Он был одет прилично и опрятно, так же как и Джоб, который стоял за его спиной, прямой, как палка, смотрел на мистера Пиквика, и лицо у него было каменное.
— Когда они едут в Ливерпуль? — обратился мистер Пиквик к Перкеру.
— Сегодня вечером, сэр, в семь часов, — сказал Джоб, выступив вперед, — с городской каретой, сэр.
— Места заказаны?
— Заказаны, сэр.
— Вы твердо решили ехать?
— Да, сэр, — ответил Джоб.
— Что касается экипировки, необходимой для Джингля, — сказал Перкер, обращаясь к мистеру Пиквику, — я договорился, чтобы каждую четверть года вычитали небольшую сумму из его жалованья, и при аккуратных вычетах расходы будут покрыты в течение года. Я решительно возражаю, мой дорогой сэр, против того, чтобы вы что-либо для него делали, если он не постарается заплатить долг, а это зависит от желания работать и хорошего поведения.
— Правильно, — с твердой решимостью заявил Джингль. — Ясная — голова — человек — видавший виды — совершенно справедливо — вполне.
— Договорившись с его кредитором, выкупив его одежду у ростовщика, содержа его в тюрьме и уплатив за проезд, — продолжал Перкер, игнорируя замечание Джингля, — вы уже выбросили свыше пятидесяти фунтов.
— Не выбросили, — быстро перебил Джингль. — Все будет — выплачено — усердная — работа — накоплю — до последнего фартинга.

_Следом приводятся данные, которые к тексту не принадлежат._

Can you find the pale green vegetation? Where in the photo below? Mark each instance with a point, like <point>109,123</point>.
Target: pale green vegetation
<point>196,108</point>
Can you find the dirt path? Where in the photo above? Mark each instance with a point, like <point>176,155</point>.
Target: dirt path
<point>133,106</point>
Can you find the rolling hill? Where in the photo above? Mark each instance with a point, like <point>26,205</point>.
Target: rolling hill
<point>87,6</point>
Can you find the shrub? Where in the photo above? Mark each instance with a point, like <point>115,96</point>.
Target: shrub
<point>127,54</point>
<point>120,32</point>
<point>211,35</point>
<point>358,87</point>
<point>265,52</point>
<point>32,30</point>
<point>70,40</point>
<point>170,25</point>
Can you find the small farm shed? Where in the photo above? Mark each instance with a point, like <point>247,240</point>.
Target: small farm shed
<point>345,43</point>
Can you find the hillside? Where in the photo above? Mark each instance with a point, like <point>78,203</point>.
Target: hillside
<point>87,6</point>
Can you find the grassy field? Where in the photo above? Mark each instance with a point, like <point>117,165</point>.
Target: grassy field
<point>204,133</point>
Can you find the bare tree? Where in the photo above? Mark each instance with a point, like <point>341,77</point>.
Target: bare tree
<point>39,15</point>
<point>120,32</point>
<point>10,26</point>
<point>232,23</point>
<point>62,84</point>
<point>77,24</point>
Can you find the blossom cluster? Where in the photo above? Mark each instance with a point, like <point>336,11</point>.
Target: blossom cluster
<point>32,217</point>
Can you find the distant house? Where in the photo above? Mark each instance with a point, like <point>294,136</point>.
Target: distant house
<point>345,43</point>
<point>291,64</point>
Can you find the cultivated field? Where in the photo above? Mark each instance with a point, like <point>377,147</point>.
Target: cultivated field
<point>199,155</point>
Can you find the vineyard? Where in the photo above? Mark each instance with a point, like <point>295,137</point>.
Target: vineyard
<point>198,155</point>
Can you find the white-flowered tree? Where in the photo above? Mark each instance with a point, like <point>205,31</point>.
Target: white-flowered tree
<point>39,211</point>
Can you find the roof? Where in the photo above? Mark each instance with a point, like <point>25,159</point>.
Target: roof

Быть может, желтая лихорадка — ничего не поделаешь — если не…
Тут мистер Джингль запнулся, ударил кулаком по тулье своей шляпы, провел рукой по глазам и сел.
— Он хочет сказать, — вмешался Джоб, подойдя ближе, — он хочет сказать, что, если желтая лихорадка не отправит его на тот свет, он вернет эти деньги. Если уцелеет, он их вернет, мистер Пиквик. Я позабочусь об этом. Я знаю, что вернет, сэр, — твердил Джоб. — Я даже поклясться могу… Вот увидите, могу поклясться.